I got to the pier about 6a.m. left cigs at home big mistake figured i would catch live bait ,there was none to be had.after two hours trying left to go to top gun got a box of cigs got back took about an hour before i hooked up.caught one small king .The kings were already going when i got there i saw 15 to 20 on the deck before i decided to give up on live bait.best i saw was a30ish caught on a crazy fish under a cork,go figure.In all a very good day other than no trolleys to be seen,and most of the time the west rail was empty due to wind.



















notice fresh box of cigs dont leave home without them.


----------



## punkin438 (May 30, 2009)

Nice King.I was there Tuesday and Wednesday and saw some nice kings caught.


----------



## dpewitt (Oct 26, 2007)

Were you freelining the cig?


----------



## slanddeerhunter (Jun 11, 2008)

yea ,freeline ,snobble witch ever way you say it straight leader #4 trebble hook,hooked in the nose and casted out.


----------



## CroixBum (Jul 9, 2009)

I know this is a very dumb question, kind of like what colr milk comes from a brown cow, anyway what is freeline in very simple words. I think I have an idea but want to make sure.


----------



## roofordie (Sep 24, 2008)

> *CroixBum (7/24/2009)*I know this is a very dumb question, kind of like what colr milk comes from a brown cow, anyway what is freeline in very simple words. I think I have an idea but want to make sure.


um....wow. "freelining" means just what the name implies. NO weight, NO bobber, NO balloon, Just a leader, a hook, and a bait. A "free line". That way the bait follows a 'natural' drift pattern.I personally LOVE it, and utilize it for fresh water fishig as well as salt water.


----------



## whiskersticker (Jun 27, 2009)

the southwest side has been the hot side the last couple days


----------



## ScullsMcNasty (Oct 4, 2007)

nice fish!


----------



## robertyb (Oct 15, 2007)

I ran out of bait the other day at PCB pier and found a spot where I could throw a rattletrap without hitting snobblers and caught two kings and a boboon the trap.
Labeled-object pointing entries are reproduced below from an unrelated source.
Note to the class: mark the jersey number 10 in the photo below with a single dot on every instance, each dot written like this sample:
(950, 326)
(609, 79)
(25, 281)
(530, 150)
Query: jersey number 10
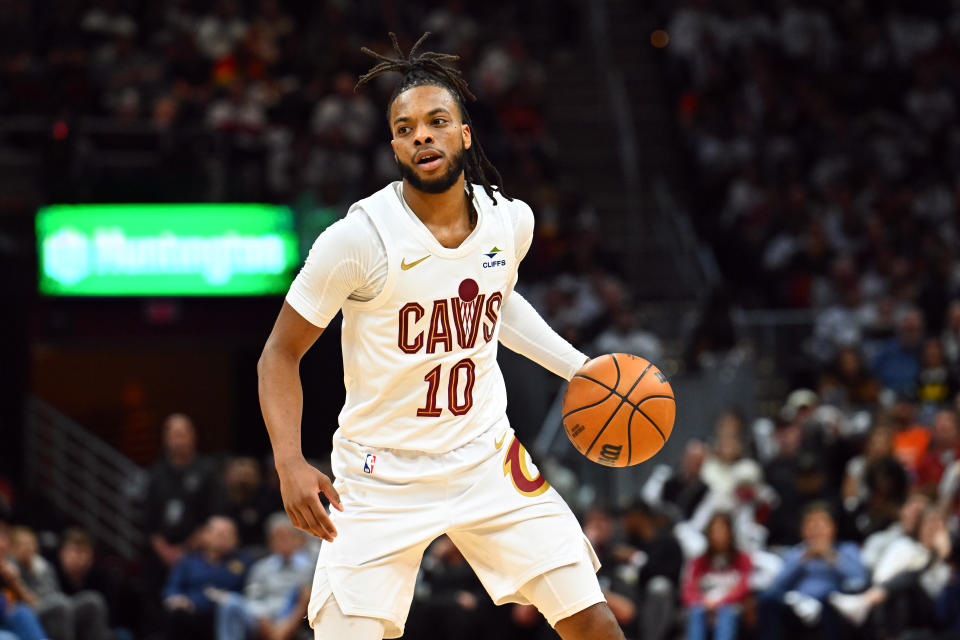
(467, 368)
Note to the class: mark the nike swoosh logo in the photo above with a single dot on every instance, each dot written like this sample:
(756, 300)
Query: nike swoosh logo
(410, 265)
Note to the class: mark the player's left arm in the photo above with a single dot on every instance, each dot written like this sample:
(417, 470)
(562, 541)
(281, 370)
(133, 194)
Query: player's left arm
(523, 329)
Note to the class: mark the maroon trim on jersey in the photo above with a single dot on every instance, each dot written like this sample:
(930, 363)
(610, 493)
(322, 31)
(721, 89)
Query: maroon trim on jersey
(405, 345)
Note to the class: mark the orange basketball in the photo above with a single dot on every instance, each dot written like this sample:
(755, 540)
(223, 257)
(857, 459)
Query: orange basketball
(619, 410)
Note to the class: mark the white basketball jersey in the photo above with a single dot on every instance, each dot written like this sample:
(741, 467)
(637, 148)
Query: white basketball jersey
(420, 359)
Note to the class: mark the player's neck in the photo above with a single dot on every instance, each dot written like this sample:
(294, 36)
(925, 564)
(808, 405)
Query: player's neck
(447, 210)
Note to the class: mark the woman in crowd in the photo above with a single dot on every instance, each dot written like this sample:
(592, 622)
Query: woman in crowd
(716, 584)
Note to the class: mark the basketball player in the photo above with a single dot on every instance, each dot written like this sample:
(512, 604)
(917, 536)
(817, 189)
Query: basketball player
(424, 272)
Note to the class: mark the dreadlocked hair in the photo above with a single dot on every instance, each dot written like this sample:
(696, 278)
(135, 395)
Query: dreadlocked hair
(431, 69)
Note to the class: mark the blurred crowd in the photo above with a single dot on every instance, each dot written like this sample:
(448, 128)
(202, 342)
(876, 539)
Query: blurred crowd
(825, 147)
(225, 100)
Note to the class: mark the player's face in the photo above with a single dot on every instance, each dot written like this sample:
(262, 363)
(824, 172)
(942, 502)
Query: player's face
(429, 138)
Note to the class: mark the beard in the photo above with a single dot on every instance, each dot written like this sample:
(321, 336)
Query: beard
(434, 185)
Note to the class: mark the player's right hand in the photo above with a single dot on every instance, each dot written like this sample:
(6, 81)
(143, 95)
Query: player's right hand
(300, 487)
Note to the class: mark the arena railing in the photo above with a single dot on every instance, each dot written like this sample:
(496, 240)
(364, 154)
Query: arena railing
(88, 481)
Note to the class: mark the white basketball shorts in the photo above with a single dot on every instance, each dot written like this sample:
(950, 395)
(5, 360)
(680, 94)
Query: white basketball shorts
(487, 496)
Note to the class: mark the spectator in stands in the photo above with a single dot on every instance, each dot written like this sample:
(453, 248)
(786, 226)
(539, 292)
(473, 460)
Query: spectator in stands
(83, 616)
(181, 492)
(200, 578)
(716, 584)
(950, 338)
(79, 574)
(679, 489)
(654, 552)
(848, 384)
(907, 579)
(936, 382)
(897, 364)
(877, 545)
(723, 470)
(16, 616)
(877, 452)
(797, 599)
(274, 586)
(452, 603)
(944, 450)
(625, 336)
(246, 500)
(810, 486)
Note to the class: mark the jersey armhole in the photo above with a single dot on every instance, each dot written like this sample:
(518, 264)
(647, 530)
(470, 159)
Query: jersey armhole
(388, 285)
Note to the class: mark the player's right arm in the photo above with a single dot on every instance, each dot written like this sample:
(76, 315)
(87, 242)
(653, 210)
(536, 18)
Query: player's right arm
(281, 401)
(343, 262)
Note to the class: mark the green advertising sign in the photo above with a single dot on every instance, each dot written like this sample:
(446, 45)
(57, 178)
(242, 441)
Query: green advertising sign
(166, 249)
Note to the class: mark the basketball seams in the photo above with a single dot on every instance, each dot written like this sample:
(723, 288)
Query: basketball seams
(625, 403)
(590, 406)
(650, 420)
(623, 399)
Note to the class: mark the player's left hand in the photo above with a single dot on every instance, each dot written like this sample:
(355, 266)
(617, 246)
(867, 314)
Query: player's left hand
(300, 488)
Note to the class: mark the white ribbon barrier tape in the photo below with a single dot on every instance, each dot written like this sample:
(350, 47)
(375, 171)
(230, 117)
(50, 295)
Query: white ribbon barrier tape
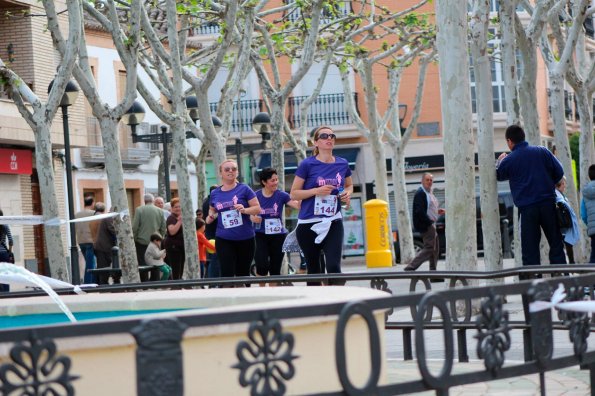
(587, 306)
(38, 219)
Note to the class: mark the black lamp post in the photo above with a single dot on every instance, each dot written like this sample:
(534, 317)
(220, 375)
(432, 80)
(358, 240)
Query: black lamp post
(136, 114)
(261, 124)
(68, 99)
(402, 114)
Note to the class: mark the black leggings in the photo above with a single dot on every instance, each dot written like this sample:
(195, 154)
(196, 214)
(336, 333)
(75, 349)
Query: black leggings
(268, 255)
(235, 257)
(175, 258)
(332, 246)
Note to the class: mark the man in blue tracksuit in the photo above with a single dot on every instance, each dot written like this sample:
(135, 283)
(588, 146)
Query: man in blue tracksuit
(532, 172)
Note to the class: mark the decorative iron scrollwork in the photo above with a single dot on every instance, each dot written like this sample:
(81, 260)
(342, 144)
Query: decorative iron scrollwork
(541, 324)
(266, 361)
(382, 285)
(493, 333)
(36, 370)
(577, 322)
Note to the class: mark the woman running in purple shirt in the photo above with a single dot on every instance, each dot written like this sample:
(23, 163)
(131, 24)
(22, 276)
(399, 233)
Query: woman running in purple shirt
(268, 225)
(322, 182)
(231, 205)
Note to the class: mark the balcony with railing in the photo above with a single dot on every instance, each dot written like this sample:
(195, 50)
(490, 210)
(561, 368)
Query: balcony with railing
(93, 154)
(340, 10)
(205, 28)
(328, 109)
(242, 113)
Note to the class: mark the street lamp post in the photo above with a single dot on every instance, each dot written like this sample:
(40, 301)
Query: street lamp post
(402, 114)
(68, 99)
(261, 124)
(136, 114)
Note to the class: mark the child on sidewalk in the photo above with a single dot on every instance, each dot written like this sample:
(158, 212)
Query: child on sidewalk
(203, 245)
(154, 256)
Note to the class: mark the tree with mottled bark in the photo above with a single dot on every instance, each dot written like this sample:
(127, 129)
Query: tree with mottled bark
(39, 117)
(269, 46)
(408, 36)
(459, 142)
(490, 214)
(527, 39)
(126, 41)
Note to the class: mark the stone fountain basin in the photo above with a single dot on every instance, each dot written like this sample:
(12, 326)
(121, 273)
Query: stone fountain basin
(107, 364)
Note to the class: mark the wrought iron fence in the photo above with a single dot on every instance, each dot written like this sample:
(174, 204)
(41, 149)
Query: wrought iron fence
(243, 112)
(492, 325)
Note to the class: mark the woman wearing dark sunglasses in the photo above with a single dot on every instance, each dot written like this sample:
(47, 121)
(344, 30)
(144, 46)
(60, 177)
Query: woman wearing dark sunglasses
(322, 182)
(270, 232)
(231, 205)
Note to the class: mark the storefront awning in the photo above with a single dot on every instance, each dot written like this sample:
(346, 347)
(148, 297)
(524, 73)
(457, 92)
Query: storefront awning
(350, 154)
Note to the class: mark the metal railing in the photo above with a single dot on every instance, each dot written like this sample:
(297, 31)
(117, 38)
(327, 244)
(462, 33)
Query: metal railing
(327, 109)
(341, 9)
(492, 326)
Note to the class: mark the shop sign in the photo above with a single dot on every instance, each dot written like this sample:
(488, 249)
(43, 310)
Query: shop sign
(18, 162)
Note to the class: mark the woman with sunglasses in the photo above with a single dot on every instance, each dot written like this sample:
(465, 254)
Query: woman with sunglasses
(231, 205)
(268, 224)
(322, 182)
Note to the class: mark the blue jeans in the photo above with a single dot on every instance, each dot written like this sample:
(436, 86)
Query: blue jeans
(4, 259)
(213, 269)
(89, 255)
(534, 218)
(592, 258)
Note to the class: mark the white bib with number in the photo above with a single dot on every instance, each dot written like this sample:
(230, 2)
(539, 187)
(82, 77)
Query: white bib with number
(325, 205)
(272, 226)
(231, 218)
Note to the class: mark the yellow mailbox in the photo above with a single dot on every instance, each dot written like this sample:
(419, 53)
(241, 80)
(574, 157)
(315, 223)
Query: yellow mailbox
(378, 253)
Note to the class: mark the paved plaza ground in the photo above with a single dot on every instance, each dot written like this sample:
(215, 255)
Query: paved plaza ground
(570, 381)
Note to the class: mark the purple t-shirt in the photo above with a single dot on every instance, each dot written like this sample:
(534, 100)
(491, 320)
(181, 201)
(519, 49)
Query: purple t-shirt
(231, 224)
(272, 208)
(316, 174)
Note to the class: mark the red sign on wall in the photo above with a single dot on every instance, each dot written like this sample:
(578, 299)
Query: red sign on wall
(18, 162)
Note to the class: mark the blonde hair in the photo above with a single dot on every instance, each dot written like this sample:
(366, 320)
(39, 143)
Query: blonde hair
(314, 134)
(226, 161)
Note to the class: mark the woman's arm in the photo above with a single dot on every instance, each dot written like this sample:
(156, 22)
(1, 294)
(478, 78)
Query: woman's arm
(299, 194)
(253, 207)
(294, 204)
(212, 216)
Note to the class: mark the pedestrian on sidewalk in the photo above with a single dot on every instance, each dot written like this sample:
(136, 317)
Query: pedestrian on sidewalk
(571, 234)
(426, 210)
(588, 210)
(84, 237)
(532, 172)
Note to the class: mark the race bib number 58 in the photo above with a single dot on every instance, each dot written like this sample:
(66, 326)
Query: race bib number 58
(231, 219)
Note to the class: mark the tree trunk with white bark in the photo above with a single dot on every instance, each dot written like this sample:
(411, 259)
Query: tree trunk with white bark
(490, 213)
(452, 44)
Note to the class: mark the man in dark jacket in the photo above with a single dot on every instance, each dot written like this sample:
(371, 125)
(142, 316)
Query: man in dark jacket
(532, 172)
(425, 212)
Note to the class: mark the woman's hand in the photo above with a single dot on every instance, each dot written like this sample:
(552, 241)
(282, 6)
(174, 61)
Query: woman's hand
(325, 190)
(345, 197)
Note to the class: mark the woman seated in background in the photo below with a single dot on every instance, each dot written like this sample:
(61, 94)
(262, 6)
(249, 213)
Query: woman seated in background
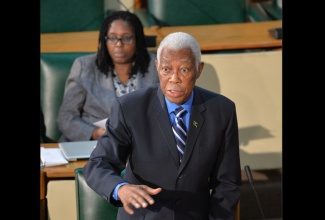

Always worth a shot when the bait is scarce.


----------



## costadelmarkid (Mar 10, 2009)

i was there yesterday and caught a nice size king, and 3 nice spanish but it was super crowded.


----------



## stvtackett (Oct 12, 2008)

super crowded i did not see, there was a crowd but this pier was easily fishable. i fished from the se corner to the sw corner from first light until after 6 p.m. and never had a problem finding a spot.


----------



## costadelmarkid (Mar 10, 2009)

i guess it was just crowded because it was a saturday and a lot of people were off work.


----------